Today I needed to build some Debian packages, and I thought I’d do it in a container on my Fedora desktop. I’ve used Docker previously for development and deployment, but never for quick personal containers, and it was easier than I imagined. There are just two steps: make the image, and run the container.

I anticipate that I’ll accumulate a few of these quick distro containers, so I’m keeping Dockerfiles in ~/docks and using a script dock to run them.

Make the image

Here’s my Dockerfile for Debian Buster. It installs some packages, fakes the Keybase redirector, and makes my user.
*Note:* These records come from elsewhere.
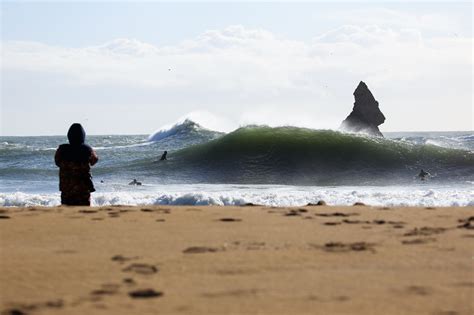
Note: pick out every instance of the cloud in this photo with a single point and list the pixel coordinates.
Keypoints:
(253, 75)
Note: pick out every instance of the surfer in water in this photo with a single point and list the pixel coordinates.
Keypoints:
(423, 175)
(74, 160)
(135, 182)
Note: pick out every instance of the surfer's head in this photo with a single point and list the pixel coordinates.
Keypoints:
(76, 134)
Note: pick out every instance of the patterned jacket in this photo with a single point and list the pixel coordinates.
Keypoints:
(74, 161)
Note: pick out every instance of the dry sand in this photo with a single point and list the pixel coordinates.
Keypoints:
(237, 260)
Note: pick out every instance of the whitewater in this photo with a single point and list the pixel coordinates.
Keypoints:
(283, 166)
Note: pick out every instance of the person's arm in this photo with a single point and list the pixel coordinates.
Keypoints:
(93, 157)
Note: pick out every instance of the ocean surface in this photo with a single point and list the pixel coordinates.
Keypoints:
(283, 166)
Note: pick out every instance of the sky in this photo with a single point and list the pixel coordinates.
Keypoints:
(131, 68)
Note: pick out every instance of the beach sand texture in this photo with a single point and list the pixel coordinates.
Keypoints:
(237, 260)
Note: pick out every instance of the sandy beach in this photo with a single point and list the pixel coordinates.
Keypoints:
(236, 260)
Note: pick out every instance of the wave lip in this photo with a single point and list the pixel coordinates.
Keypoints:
(185, 128)
(299, 156)
(266, 195)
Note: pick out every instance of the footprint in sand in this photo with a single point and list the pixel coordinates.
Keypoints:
(418, 290)
(467, 223)
(145, 293)
(230, 220)
(122, 259)
(107, 289)
(335, 214)
(201, 249)
(88, 211)
(338, 247)
(143, 269)
(419, 241)
(425, 231)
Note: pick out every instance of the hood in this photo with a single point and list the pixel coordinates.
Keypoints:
(76, 134)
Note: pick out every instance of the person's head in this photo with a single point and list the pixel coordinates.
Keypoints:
(76, 134)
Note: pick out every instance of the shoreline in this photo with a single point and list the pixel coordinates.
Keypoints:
(236, 260)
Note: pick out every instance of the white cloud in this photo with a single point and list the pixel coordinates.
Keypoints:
(253, 75)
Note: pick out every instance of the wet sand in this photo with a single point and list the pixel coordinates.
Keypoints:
(236, 260)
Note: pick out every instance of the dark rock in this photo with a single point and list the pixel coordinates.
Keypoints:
(366, 115)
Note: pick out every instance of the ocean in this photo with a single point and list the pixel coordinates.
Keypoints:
(283, 166)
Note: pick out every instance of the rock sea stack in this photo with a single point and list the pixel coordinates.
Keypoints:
(366, 115)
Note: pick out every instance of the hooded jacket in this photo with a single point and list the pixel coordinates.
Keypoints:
(74, 160)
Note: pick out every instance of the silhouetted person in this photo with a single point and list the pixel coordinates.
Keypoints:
(74, 161)
(423, 175)
(135, 182)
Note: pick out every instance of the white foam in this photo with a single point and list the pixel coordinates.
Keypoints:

It’s important that the “aron” user here has the same UID and GID as my host user, so that I’ll have permissions to read and write my home directory mounted in the container.

# ~/docks/Dockerfile-buster
FROM debian:buster

# Enable source repos for apt-get build-dep.
RUN sed -ni 'p;s/^deb /deb-src /p' /etc/apt/sources.list

# Base system and build requirements.
RUN apt-get update && apt-get install -y \
        build-essential \
        devscripts \
        fakeroot \
        mini-dinstall \
        msmtp \
        msmtp-mta \
        ncurses-term \
        sudo \
        vim \
    && apt-get build-dep -y \
        kitty \
        mosh

# Enable running sudo without a password.
RUN echo '%sudo ALL=(ALL) NOPASSWD:ALL' >> /etc/sudoers

# Avoid locale warnings with LANG=en_US.UTF-8
RUN sed -i '/^# en_US.UTF-8/s/^# //' /etc/locale.gen
RUN locale-gen

# This symlink takes the place of the keybase redirector in the container.
RUN ln -s /run/user/10208/keybase/kbfs /keybase

# Set up my user and make it the default.
RUN groupadd -g 10208 aron
RUN useradd -u 10208 -g aron -G sudo -s /bin/bash -m aron
USER aron
WORKDIR /home/aron

Building and tagging the image using this Dockerfile:

✸ docker build --tag dock-buster -f Dockerfile-buster ~/docks
...
Successfully tagged dock-buster:latest

Run the container

Running the container looks like this:

aron@fedora ✸ dock buster
aron@buster ✸ cat /etc/debian_version
10.4

The dock script is a wrapper around the docker command to run with some arguments. It looks like this:

#!/bin/bash
#
# dock -- run a Docker container with my stuff in it
#

main() {
    declare keybase=/run/user/$UID/keybase

    docker run --name=$1 --hostname=$1 -it -e SSH_AUTH_SOCK -e TERM --rm \
        --mount type=bind,source=$HOME,target=$HOME,bind-propagation=rslave \
        --mount type=bind,source=$keybase,target=$keybase,bind-propagation=rslave \
        --mount type=bind,source=$SSH_AUTH_SOCK,target=$SSH_AUTH_SOCK \
        dock-$1 /bin/bash

    exit
}

main "$@"

That command might seem daunting, but it’s pretty straightforward:

  • Call the container buster when we run dock buster.
  • Pass through SSH_AUTH_SOCK and TERM in the environment.
  • Remove the container automatically between runs.
  • Bind-mount home directory, keybase dir and the SSH agent socket.
  • Use the image called dock-buster, and run /bin/bash.

Docker’s bind-propagation flag was new to me. Normally sub-mounts of the original mount aren’t exposed to the container, but using rslave allows them to be shared. For example, I have /home/aron/Dropbox mounted as a separate filesystem, and bind-propagation=rslave allows me to access Dropbox in the container.

This is especially important for the Keybase mount. The dir I actually wanted to bind-mount was /run/user/$UID/keybase/kbfs but trying to share that directly yields a permission error. This is because the Docker daemon, running as root, isn’t allowed to access the kbfs fuse-mounts of individual users. Bind mounting the parent dir with bind-propagation=rslave allows my user, who is allowed by the fuse-mount, to access kbfs in the container.

The other interesting thing here is the bind mount of the SSH socket. That allows SSH in the container to access my SSH agent running in the host, so that I don’t need to enter my password for git commands.

Putting it together

At the end of this I have a directory ~/docks that contains Dockerfiles for distro experimentation, and a script ~/bin/dock to run them conveniently.